Role of Media

Media serves the public in providing news on current events on a global scale and educating the public on contemporary issues. During natural disasters, this agency helps provide coverage to seek assistance from other countries and organizations. Following the event, the role is to critically evaluate the cause and response strategies. During the flooding events analyzed in this paper, the role of media has been a valuable outlet for citizens and public health officials to voice their concerns about the current system and address the concerns that the government should address to prevent and adapt a better response policy.

In the event of Hurricane Katrina, the role of media has helped launch an investigation to analyze the failures of FEMA. For example, following hurricane Katrina, a report analyzed the content of media that was released during the floods. “Of the 1590 articles analyzed, more than 40% focused on the accountability of the federal government. The federal government, as opposed to individuals, families, or local governments or agencies, was identified as the entity most needing to respond or as already having taken responsibility.” [2] The concern felt by many citizens about the government was supported by a report released by the Department of Homeland Security. This report, as discussed above, has been beneficial in implementing major changes to response strategies since the event in New Orleans. However, the role of media can be improved if it focuses on addressing public health issues we well. A number of “journalists focus on conflict, loss of life, property damage, and identifying the accountable party. By contrast, from a public health practitioner’s view, important public health news is absence of conflict with loss of life minimized and injuries promptly treated.”[2] In order to address this divide in the future, it is important to find a balance in what is reported to the public. During natural disasters the loss of clean drinking water poses a serious threat to the population and in order to address these concerns, journalists and public health officials should coordinate in order to provide guidance for victims.

On the other hand, the issue in Chennai is the lack of media coverage. In fact, a number of social media outlets were more efficient in spreading information about the issue and providing information on where citizens could receive assistance. The few media outlets that addressed issues beyond what was occurring in South India, helped voice the concerns of citizens who felts that their government was more focused on propaganda than providing relief. Many individuals came forth and expressed their disappointment in the government of Tamil Nadu.
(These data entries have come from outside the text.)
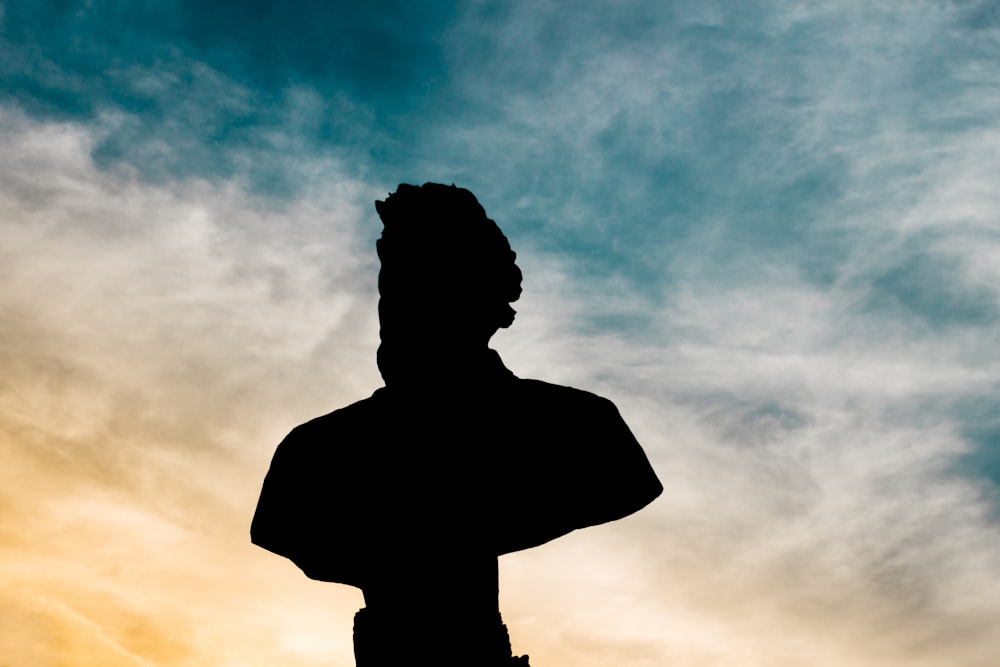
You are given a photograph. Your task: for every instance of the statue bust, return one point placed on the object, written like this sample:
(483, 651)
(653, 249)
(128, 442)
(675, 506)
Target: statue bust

For example, considering that the event happened so close to the election, various food and beverages that were distributed on behalf of the government came with a sticker of the party leader in charge during the time, Jayalalitha Jayaram.[8] Not only was this distracting the main goal of providing relief, but also seemed to appear to victims of the floods that the government was more concerned with themselves rather than the citizens.

Although the role of media very different in the two flooding events analyzed, the purpose of analyzing these events is to highlight how media has been used in the past to address concerns and how it can be used in the past to better facilitate relief efforts.